Studies of the retina using this 3xTgAD mouse model that focused on the microglia also detected microglial activation, but without conclusive results with respect to the control group.

A study of 19-month-old TgF344-AD transgenic mice by Tsai et al. showed glial activity through GFAP expression revealed by Müller cell staining. Although the control group also showed this type of activity, it was much less significant than in the transgenic mice.

There is still a long road ahead in investigating retinal glia to understand glial activation. Attention must be paid to the size and number of processes in the microglia, their protein markers of activation, and the increased number of these cells observed in retinal diseases. The loss of macroglial polarization has become a feature to be studied in AD and its models. Future research should address studies with mouse lines lacking utrophin and dystrophin to provide an additional insight into the polarization mechanisms of macroglial cells like Müller cells. Bosco et al. observed early and progressive microglial activation in the retinas of mouse models of glaucoma. Several authors describe similarities between the retinal manifestations of glaucoma and AD, so it is fair to consider that the techniques used in the study of glia in glaucoma can be used to evaluate these cells in the retina with AD.
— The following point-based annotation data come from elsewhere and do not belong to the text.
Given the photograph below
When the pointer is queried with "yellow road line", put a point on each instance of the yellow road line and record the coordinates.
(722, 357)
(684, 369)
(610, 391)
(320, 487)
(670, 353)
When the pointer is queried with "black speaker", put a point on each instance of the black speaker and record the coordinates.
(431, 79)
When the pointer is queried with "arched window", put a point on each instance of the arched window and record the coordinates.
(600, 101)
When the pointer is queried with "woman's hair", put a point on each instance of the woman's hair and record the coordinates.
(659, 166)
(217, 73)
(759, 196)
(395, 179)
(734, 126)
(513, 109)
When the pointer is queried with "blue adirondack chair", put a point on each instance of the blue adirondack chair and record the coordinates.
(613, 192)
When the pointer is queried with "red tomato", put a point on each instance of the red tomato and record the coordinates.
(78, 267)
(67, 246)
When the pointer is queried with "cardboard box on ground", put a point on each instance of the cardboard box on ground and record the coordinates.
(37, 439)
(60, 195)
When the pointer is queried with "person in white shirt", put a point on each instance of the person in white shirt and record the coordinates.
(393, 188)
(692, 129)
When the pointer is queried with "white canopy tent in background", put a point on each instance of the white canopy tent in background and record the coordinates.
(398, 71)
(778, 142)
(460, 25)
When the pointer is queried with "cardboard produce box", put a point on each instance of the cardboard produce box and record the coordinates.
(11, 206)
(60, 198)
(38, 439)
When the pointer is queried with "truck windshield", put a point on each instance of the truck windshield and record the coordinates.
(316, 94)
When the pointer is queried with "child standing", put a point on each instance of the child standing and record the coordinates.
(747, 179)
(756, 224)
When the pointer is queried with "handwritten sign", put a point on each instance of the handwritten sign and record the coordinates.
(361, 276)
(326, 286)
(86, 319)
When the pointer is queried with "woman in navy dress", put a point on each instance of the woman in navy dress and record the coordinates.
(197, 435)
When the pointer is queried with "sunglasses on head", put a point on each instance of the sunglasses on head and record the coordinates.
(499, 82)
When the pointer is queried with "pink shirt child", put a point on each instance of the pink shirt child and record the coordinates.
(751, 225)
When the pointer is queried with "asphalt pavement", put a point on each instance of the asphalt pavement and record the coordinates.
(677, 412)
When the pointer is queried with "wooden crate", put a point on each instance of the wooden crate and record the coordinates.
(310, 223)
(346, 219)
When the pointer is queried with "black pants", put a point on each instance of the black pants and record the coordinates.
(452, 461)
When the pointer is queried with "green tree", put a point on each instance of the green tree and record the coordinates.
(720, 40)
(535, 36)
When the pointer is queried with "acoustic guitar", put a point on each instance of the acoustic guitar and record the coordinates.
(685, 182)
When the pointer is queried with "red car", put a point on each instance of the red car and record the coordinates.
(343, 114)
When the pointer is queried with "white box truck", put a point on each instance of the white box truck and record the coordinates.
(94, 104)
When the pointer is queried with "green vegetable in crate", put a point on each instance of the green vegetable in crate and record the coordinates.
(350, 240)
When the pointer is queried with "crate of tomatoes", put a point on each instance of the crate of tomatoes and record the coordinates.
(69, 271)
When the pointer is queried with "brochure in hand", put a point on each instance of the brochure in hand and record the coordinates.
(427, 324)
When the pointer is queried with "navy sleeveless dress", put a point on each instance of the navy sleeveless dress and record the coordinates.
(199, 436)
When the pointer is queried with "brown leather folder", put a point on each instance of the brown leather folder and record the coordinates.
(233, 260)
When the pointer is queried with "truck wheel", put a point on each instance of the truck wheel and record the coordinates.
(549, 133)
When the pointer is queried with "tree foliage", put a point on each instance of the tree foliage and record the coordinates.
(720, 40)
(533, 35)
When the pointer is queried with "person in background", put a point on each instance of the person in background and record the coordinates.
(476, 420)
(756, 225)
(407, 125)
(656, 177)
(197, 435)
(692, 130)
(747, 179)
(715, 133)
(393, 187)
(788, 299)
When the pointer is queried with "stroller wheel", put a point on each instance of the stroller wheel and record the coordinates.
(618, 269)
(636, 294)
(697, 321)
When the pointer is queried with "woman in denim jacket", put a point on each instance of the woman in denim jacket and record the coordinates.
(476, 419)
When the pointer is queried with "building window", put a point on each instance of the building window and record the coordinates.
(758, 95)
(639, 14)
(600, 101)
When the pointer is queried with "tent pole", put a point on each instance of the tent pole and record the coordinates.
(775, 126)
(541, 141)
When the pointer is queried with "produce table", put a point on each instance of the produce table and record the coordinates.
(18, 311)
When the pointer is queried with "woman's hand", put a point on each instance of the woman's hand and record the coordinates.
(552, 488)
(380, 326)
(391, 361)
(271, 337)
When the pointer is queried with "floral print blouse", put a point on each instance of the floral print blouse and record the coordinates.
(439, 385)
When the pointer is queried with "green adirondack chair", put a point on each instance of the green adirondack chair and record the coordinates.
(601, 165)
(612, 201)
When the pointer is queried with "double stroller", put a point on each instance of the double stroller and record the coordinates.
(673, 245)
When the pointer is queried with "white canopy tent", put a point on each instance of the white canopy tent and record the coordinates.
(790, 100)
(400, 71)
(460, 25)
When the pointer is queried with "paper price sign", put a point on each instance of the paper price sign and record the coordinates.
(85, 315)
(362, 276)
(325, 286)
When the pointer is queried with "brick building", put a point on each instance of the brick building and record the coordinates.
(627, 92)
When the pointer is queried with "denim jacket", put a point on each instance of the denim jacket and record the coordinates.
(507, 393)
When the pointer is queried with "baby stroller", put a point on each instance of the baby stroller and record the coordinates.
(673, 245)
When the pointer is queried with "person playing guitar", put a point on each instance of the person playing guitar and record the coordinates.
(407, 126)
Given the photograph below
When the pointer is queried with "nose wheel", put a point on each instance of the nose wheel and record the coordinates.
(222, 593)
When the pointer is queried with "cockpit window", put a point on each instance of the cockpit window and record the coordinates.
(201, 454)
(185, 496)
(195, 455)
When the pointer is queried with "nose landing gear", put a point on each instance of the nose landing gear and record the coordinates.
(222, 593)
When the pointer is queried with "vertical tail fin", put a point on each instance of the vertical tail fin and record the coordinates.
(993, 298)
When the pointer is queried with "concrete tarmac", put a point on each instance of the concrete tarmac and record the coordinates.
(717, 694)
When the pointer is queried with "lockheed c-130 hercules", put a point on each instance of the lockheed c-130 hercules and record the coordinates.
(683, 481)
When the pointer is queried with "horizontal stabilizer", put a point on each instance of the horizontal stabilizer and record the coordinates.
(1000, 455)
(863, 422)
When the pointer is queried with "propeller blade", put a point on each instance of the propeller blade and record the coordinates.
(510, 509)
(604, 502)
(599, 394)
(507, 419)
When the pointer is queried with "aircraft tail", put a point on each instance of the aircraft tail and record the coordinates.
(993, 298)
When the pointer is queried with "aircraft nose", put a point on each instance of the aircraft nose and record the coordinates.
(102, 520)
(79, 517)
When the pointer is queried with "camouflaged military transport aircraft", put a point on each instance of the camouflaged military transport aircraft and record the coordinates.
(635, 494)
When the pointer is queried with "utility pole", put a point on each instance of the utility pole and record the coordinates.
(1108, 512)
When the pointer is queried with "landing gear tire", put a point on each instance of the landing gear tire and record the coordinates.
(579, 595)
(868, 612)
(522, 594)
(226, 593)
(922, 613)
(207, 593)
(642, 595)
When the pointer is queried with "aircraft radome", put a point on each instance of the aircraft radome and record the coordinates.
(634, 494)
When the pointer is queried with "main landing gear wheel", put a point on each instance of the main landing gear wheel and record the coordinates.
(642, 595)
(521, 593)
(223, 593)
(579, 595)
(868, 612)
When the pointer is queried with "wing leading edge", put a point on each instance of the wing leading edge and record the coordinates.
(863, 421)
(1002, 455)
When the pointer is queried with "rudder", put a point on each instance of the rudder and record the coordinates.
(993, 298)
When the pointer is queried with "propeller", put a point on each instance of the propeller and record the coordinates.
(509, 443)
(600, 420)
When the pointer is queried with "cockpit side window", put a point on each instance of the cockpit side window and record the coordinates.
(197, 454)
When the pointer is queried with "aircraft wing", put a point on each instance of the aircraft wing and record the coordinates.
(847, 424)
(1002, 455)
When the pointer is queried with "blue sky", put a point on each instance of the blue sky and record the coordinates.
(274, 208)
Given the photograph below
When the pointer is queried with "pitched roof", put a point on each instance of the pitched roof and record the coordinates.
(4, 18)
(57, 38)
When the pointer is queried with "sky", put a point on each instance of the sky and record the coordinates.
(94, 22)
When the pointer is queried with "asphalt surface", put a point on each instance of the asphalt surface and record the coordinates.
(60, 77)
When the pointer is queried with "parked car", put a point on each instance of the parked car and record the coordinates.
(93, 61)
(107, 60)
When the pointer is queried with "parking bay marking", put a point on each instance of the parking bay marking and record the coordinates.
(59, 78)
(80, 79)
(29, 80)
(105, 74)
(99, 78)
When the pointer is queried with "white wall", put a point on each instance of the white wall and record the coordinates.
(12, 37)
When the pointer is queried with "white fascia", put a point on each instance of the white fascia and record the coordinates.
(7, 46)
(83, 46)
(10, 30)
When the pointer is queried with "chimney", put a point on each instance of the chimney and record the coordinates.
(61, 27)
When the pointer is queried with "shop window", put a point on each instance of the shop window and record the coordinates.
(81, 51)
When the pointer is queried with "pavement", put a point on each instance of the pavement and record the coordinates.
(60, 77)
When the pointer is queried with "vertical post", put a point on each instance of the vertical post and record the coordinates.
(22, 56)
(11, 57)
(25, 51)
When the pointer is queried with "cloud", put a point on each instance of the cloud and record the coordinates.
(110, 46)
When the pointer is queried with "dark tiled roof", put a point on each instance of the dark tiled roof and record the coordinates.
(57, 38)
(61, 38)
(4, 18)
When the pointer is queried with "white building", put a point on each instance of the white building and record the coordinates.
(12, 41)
Given the functional importance of mitochondria in microglial activation, and that mitochondrial alterations are recognized in the brain in AD, but have not yet been evaluated in the retina (specifically in the retinal microglia), it seems to be a good hypothesis that the early stages of microglial activation can be detected using neuroimaging of specific mitochondrial markers. Along these lines, mitochondrial translocator protein (TSPO; 18 kDa), which is expressed by reactive glia and is a biomarker of gliosis, seems a promising candidate as a molecular marker for the visualization of retinal inflammatory cells.

Conclusion

As part of the CNS, and because of its similarities to brain tissue, the retina can be analyzed to detect markers of AD, and is therefore an important tool for visualization of the disease. Analyses of the retinal tissue of AD patients in combination with analyses of populations of transgenic mice models reveal the changes that retinal glial cells undergo as Alzheimer's disease develops. The study of morphological changes, numbers, microglial and macroglial protein markers, microglial mitochondrial markers, and macroglial polarization status are new opportunities for research in AD.

Conflicts of interest

The authors have no conflicts of interest to declare.